Another product worth mentioning is the FilterMag, a magnetic sheet that you wrap around the oil filter. According to the manufacturer, powerful magnets trap steel particles as small as 2 microns against the inside of the filter's steel can, preventing them from re-entering the engine and causing damage. The oil-analysis test on the manufacturer's Web site shows a huge decrease in iron-particle count in used filters when the FilterMag was installed. Prices range from $50 to $115.

No matter what filter you choose, ask about its micronfiltering rating and anticipated service life before you buy. If you're running synthetic oil, choose a filter that's specifically engineered for it. Most important, adhere to your vehicle's service requirements. No matter how well the filter performs, it can't do its job if you neglect to change it.

The FilterMag is installed around the oil filter and captures metallic debris before it has a chance to re-enter the engine via the oil flow.

Changing Your Own Oil
Changing your own oil and oil filter is an easy way to save money, and it gives you a good reason to get under the hood and tinker with vehicles.

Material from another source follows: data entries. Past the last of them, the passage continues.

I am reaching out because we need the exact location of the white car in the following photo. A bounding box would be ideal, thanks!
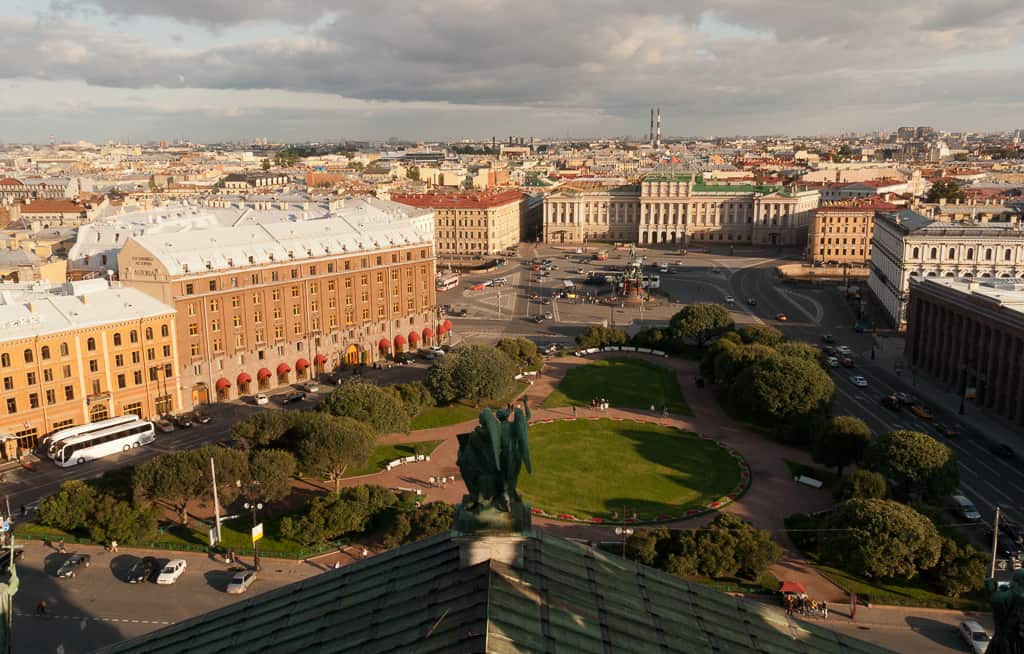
[226,570,256,595]
[157,559,188,585]
[959,620,988,654]
[952,493,981,522]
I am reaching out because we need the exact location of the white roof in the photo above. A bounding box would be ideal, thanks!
[0,279,174,342]
[68,199,434,274]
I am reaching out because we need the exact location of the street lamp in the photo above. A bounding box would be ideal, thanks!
[615,527,633,559]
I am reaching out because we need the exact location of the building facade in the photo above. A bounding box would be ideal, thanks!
[544,174,818,247]
[906,278,1024,427]
[807,202,898,266]
[112,202,440,408]
[0,279,182,457]
[391,190,528,257]
[867,210,1024,329]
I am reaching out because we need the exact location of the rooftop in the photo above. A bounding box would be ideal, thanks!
[101,532,887,654]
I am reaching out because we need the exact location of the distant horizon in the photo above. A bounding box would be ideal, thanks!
[0,0,1024,144]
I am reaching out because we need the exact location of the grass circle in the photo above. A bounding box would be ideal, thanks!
[519,419,750,522]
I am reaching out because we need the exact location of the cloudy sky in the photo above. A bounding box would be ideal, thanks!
[0,0,1024,141]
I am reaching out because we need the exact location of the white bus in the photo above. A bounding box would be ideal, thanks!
[50,419,157,468]
[40,413,138,457]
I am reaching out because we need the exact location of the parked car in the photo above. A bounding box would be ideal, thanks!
[57,554,91,579]
[992,443,1017,459]
[227,570,256,595]
[171,413,193,429]
[128,557,157,583]
[157,559,188,585]
[952,493,981,522]
[910,404,935,420]
[959,620,989,654]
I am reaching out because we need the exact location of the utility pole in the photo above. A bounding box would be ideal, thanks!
[210,456,221,542]
[988,505,999,579]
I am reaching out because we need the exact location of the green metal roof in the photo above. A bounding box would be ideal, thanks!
[101,532,888,654]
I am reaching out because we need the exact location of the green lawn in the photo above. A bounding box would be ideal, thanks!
[519,419,739,520]
[411,382,529,432]
[346,440,444,477]
[542,359,693,416]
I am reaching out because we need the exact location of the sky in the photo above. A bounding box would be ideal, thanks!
[0,0,1024,142]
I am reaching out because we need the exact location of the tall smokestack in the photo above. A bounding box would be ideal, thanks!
[654,106,662,147]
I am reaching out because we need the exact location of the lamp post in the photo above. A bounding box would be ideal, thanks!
[615,527,633,559]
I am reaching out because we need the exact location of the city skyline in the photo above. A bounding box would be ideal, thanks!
[0,0,1024,142]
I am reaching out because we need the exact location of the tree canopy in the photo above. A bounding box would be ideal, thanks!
[864,430,959,499]
[321,380,412,434]
[669,303,735,347]
[819,499,942,579]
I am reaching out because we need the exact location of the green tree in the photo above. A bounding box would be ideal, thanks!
[248,449,296,502]
[731,356,836,420]
[925,179,967,202]
[833,470,886,502]
[495,337,544,370]
[814,416,871,477]
[575,324,630,349]
[819,499,942,580]
[39,480,96,531]
[669,303,735,348]
[929,538,988,598]
[299,417,374,492]
[736,324,785,347]
[321,380,411,434]
[864,430,959,499]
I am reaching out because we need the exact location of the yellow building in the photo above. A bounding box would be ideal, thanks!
[0,279,181,457]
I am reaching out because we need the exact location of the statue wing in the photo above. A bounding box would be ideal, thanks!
[480,407,502,470]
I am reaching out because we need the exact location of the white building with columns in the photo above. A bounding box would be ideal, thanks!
[544,173,819,247]
[867,210,1024,330]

But we all need to be responsible about the waste involved. One gallon of oil can pollute 1 million gallons of water, so it is essential to dispose of used oil and filters properly. Bring the contaminated oil and filters to a gas station, an auto-parts store or a hazardous-waste collection facility. These places often accept the materials at no charge, but even if you must pay a fee, it's worth the investment to help keep the planet clean.